Kimmensen came up to Messerschmidt and the man turned again. His eyes widened. "Well, Mr. Kimmensen?"

"What's going on?"

Messerschmidt grunted. He pointed up the mountain. "There they are. I suppose they knew they had to move fast once I repudiated the election. They began airdropping men about a half hour ago. They're thick as flies up there, and they'll be coming down here as soon as they're through mopping up. That ought to be in a few minutes."

"Northwesters."

"That's right, Mr. Kimmensen.

"Well."

Messerschmidt smiled thinly. "I suppose you've guessed Susie's at my house?"

"Will she be all right?"

Messerschmidt nodded. "It's fortified. That's our next holding point when we fall back from here." His face was grave.

"Isn't there any chance of stopping them?"

Messerschmidt shook his head. "None. They're military specialists, Mr. Kimmensen. We don't have any trained men."

"I see."

Messerschmidt looked at him without any perceptible triumph in his eyes. "It seems, Mr. Kimmensen, that they have men like us in the Northwest, too. Unfortunately, theirs seem to have moved faster."

"What're you going to do?"

Messerschmidt looked up the mountain and shrugged. "Nothing. We got some of them in the air, but the rest are down. We may have weapons as good as theirs, but they know how to use them in units. It's quite simple. We'll try to hold and kill as many as we can when they come at us. We'll keep retreating and holding as long as we can, and when we reach the sea, if we get that far, we'll drown."

Kimmensen frowned. "Their men are concentrated on that mountain?"

"Yes."

"And you're just going to stand still and let the League be wiped out?"

"Just what, Mr. Kimmensen, would you like me to do?" Messerschmidt looked at him in fury. "I don't have time to train an army of our own. They've got us cold."

"Messerschmidt, I see eight men here with weapons."

"As far as anything we can accomplish goes, we might as well use them to toast sandwiches."

"We can scour that mountainside. Down to bare rock."

Messerschmidt blanched. "You're joking."

"I amnot!"

"There are people of ours up there."

"There are people of ours all through this area. When the Northwesters are finished up there, they'll fan out and burn them all down, a little bit at a time."

Messerschmidt looked at Kimmensen incredulously. "I can't do it. There's a chance some of our people up there'll be able to slip out."

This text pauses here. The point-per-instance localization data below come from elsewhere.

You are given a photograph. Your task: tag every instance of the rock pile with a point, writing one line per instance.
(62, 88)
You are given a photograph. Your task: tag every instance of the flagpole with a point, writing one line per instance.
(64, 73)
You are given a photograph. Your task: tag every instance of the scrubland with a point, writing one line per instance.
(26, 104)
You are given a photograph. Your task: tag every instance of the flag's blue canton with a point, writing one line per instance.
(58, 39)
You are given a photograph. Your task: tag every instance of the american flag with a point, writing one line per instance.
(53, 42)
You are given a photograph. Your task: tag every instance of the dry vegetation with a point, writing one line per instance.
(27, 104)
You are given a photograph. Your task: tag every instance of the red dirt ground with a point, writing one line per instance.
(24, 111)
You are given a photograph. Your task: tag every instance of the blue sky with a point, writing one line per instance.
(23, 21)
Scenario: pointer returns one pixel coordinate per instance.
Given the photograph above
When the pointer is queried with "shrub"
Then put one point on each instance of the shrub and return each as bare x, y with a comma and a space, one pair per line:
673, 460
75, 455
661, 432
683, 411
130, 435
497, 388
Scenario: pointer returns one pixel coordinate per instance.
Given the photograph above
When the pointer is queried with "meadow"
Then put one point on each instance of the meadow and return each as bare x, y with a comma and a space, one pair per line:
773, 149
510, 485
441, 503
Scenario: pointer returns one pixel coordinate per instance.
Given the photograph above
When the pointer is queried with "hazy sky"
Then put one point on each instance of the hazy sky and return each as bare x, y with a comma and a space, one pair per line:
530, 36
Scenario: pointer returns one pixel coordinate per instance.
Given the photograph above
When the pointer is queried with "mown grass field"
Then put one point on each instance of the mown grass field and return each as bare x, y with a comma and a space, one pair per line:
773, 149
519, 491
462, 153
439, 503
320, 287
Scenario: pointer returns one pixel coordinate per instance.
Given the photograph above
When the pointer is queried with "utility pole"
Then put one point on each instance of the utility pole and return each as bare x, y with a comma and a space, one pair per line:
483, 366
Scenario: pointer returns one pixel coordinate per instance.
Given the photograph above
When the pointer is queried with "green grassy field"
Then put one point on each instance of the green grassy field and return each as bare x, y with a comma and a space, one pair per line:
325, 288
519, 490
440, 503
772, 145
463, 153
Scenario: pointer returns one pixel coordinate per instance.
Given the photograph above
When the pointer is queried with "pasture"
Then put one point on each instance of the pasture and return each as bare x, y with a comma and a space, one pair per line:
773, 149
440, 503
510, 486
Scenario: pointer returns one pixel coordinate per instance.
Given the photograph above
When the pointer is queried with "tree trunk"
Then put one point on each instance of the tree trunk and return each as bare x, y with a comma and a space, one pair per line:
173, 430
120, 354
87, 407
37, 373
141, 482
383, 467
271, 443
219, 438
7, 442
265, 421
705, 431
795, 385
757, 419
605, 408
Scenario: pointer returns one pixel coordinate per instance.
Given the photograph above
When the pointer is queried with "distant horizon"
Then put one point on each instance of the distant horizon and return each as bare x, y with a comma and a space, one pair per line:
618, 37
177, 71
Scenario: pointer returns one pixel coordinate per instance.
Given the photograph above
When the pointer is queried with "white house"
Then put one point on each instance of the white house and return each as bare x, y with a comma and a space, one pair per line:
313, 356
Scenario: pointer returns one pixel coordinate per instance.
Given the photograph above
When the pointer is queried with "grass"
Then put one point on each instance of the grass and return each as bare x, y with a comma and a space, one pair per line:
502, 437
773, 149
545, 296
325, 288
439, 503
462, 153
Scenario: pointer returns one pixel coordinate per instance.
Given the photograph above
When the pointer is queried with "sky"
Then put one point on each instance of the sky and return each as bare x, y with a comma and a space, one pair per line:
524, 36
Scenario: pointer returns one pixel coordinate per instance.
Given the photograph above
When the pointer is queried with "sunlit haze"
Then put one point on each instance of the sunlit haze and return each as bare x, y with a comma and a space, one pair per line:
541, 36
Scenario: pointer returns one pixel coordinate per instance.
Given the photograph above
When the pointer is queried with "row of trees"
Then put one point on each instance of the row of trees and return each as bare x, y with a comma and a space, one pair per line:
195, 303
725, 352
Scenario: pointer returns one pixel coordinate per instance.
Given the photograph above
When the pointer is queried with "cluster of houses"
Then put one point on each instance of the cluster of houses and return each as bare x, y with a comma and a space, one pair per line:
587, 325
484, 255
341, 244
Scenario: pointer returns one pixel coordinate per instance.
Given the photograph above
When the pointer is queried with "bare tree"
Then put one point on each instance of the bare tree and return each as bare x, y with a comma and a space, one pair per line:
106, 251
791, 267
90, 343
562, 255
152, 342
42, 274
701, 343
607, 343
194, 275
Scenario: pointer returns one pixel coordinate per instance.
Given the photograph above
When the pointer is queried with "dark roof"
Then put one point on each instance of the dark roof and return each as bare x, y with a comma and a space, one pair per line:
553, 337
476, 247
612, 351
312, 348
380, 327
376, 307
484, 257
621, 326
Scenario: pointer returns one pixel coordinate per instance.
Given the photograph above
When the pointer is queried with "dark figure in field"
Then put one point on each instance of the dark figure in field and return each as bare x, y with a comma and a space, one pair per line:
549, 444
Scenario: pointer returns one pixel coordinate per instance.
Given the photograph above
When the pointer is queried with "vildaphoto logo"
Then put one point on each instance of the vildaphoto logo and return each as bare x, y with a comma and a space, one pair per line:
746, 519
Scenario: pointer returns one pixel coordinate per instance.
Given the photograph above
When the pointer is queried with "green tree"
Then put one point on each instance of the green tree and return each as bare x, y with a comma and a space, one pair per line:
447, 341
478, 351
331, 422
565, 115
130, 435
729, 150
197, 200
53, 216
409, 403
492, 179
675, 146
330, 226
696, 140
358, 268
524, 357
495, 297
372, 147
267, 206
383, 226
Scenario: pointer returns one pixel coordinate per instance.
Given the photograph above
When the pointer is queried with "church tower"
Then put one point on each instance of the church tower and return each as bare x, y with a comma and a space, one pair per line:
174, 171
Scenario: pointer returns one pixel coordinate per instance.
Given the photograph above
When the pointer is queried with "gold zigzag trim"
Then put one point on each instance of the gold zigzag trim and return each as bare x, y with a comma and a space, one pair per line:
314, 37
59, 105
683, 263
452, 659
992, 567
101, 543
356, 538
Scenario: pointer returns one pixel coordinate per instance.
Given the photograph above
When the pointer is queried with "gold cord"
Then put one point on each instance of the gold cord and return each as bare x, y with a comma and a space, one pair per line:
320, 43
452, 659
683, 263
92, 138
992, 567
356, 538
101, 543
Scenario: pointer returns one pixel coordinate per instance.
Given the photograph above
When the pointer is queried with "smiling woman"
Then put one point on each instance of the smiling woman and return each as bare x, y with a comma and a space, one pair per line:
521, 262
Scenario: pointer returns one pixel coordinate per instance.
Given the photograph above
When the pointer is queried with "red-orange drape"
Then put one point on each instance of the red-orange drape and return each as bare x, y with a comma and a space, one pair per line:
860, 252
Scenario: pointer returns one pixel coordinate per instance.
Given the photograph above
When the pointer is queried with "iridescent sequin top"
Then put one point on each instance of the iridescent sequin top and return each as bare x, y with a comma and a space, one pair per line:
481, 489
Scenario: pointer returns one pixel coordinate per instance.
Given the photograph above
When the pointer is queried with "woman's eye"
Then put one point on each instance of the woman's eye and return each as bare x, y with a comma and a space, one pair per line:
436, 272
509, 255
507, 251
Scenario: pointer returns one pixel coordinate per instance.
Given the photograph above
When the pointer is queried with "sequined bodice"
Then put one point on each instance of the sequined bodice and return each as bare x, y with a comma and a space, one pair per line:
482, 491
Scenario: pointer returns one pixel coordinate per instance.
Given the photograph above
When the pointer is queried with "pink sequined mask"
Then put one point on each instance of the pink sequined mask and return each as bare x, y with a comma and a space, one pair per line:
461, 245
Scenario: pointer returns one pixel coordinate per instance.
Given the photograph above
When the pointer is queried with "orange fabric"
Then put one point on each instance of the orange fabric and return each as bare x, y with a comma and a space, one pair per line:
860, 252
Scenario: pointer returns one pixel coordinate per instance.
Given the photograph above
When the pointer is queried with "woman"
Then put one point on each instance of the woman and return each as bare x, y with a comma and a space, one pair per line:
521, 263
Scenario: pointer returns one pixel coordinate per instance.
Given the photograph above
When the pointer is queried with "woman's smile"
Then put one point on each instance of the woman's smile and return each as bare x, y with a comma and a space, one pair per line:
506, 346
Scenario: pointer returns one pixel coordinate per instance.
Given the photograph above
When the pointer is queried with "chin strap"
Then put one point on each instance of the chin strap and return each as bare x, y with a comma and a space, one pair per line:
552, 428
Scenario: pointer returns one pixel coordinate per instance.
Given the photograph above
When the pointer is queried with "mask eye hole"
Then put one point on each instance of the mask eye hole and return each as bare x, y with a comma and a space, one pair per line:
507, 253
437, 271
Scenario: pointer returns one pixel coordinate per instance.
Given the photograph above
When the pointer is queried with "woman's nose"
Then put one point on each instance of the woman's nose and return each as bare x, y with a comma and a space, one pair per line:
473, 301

"By that time, the Northwesters'll be down here and dispersed."

Messerschmidt started to answer, and stopped.

"Messerschmidt, if you're going to do anything, you'd best do it immediately."

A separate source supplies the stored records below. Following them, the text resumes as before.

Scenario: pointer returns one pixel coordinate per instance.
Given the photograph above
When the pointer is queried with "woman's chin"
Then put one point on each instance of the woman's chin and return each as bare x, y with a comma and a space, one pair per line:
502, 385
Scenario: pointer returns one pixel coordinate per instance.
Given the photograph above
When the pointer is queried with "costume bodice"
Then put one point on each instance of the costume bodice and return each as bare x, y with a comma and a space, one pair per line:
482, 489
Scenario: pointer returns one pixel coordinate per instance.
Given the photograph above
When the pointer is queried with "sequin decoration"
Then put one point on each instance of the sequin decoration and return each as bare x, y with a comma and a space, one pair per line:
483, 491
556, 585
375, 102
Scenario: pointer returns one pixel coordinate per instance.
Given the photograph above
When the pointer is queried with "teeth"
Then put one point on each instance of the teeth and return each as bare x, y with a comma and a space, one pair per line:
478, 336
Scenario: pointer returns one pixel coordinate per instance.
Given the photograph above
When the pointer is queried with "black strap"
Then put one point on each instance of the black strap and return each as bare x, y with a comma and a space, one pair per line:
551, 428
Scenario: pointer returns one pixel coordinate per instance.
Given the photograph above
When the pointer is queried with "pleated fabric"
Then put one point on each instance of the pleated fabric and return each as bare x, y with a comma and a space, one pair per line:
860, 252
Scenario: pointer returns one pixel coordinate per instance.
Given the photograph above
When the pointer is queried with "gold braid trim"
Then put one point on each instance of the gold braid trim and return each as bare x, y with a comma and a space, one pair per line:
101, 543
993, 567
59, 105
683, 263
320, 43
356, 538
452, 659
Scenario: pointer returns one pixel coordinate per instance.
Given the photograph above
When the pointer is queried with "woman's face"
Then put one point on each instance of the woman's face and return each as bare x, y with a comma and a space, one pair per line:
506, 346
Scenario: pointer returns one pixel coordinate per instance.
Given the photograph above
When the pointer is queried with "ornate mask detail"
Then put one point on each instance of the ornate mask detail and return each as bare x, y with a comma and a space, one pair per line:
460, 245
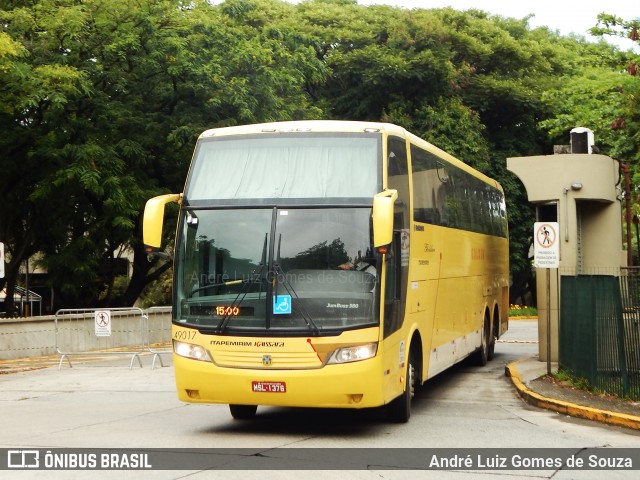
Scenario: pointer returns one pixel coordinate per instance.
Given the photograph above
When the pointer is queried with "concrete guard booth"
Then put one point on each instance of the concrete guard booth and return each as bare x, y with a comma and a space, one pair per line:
581, 192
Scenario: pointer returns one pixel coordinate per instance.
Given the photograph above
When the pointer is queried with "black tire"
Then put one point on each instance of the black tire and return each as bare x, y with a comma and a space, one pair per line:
494, 336
399, 410
481, 355
243, 412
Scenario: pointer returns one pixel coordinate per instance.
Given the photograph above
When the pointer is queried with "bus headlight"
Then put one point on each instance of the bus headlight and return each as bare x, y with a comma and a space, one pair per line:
354, 354
189, 350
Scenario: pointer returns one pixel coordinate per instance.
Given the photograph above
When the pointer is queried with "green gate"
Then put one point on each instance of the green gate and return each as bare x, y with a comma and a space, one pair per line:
600, 332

Messerschmidt was shaking his head. "I can't do it. It's murder."

"Something much more important than human life is being murdered on that mountain at this moment."

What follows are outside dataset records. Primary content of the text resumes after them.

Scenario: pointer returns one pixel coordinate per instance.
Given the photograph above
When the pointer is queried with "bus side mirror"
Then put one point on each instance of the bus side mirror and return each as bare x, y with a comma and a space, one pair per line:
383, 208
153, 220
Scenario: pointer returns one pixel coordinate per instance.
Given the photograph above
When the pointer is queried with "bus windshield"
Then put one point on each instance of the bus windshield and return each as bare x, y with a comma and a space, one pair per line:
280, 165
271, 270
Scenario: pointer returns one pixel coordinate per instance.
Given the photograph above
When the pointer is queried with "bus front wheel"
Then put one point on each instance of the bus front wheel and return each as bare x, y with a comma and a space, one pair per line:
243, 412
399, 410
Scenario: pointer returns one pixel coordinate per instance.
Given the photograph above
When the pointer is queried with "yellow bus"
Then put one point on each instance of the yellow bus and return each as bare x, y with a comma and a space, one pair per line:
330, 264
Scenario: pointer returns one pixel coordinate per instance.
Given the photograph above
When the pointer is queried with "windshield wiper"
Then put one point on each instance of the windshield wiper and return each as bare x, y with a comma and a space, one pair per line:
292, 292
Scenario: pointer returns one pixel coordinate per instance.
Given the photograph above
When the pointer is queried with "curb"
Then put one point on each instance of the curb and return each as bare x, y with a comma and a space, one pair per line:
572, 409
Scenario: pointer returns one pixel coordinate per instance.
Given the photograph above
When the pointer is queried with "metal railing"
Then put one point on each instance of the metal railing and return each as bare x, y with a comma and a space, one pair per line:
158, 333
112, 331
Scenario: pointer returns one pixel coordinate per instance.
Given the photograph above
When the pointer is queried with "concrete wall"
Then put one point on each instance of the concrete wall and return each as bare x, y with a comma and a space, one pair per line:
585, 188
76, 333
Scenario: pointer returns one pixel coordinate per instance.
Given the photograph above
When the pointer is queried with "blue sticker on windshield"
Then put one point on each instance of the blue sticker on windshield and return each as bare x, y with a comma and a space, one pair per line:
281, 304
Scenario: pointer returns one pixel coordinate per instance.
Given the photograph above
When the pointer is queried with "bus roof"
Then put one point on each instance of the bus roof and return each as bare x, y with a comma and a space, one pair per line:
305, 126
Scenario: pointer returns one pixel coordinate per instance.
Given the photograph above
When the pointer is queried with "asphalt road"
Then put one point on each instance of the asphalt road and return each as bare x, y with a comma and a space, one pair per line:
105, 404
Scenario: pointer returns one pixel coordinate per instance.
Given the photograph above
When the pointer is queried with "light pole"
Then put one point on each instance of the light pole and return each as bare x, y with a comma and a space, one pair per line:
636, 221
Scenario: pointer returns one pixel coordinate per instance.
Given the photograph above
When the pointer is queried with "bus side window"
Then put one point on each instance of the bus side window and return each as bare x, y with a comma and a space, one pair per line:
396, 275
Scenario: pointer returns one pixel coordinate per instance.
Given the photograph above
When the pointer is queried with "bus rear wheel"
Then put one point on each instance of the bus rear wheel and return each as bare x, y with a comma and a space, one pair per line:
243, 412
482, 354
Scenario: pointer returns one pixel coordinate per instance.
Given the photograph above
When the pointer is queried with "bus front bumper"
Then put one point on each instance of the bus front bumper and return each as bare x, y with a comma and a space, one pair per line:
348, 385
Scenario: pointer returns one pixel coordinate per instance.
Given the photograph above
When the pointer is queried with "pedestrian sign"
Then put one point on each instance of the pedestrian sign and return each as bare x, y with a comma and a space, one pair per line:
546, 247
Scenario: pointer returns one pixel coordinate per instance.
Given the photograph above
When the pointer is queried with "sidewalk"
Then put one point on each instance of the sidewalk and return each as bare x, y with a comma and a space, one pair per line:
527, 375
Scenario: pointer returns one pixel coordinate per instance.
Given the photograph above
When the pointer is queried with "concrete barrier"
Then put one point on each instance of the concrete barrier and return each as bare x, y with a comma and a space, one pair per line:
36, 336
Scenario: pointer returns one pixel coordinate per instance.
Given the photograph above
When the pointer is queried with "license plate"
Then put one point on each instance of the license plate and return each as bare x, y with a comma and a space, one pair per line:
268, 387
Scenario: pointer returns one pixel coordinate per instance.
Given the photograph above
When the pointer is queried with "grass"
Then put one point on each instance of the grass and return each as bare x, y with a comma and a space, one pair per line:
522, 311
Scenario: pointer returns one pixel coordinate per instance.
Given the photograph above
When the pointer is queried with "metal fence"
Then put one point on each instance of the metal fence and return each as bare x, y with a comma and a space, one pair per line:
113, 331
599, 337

"All right, Kimmensen," Messerschmidt exploded, "if you're so hot for it,yougive the order! There're something like a hundred League families up there. Half of them're still alive, I'd say. If the election's void, you're still president. You take the responsibility, if you can."

"I can."

"Just like that."

"Messerschmidt, the defense of freedom is instantaneous and automatic."

"All right, Mr. Kimmensen," Messerschmidt sighed. He turned to his men. "You heard him. It's his order. Aim at the mountain." He bared his teeth in a distorted laugh. "In freedom's name—fire!"

Kimmensen watched it happen. He kept his face motionless, and he thought that, in a way, it was just as well he hadn't long to live.

But it was done, and, in a way, his old dream was still alive. In a way, Messerschmidt's hands were tied now, for in the end the Freemen defeated the trained armies and no one could forget the lesson in this generation.

He looked down at the ground. And in a way, Messerschmidt had won, because Kimmensen was dying and Messerschmidt had years.

That seemed to be the way of it. And Messerschmidt would someday die, and other revolutions would come, as surely as the Earth turned on its axis and drifted around the sun. But no Messerschmidt—and no Kimmensen—ever quite shook free of the past, and no revolution could help but borrow from the one before.

Well, Bausch, Kimmensen thought to himself as the face of the mountain slowly cooled and lost color, I wonder what we'll have to say to each other?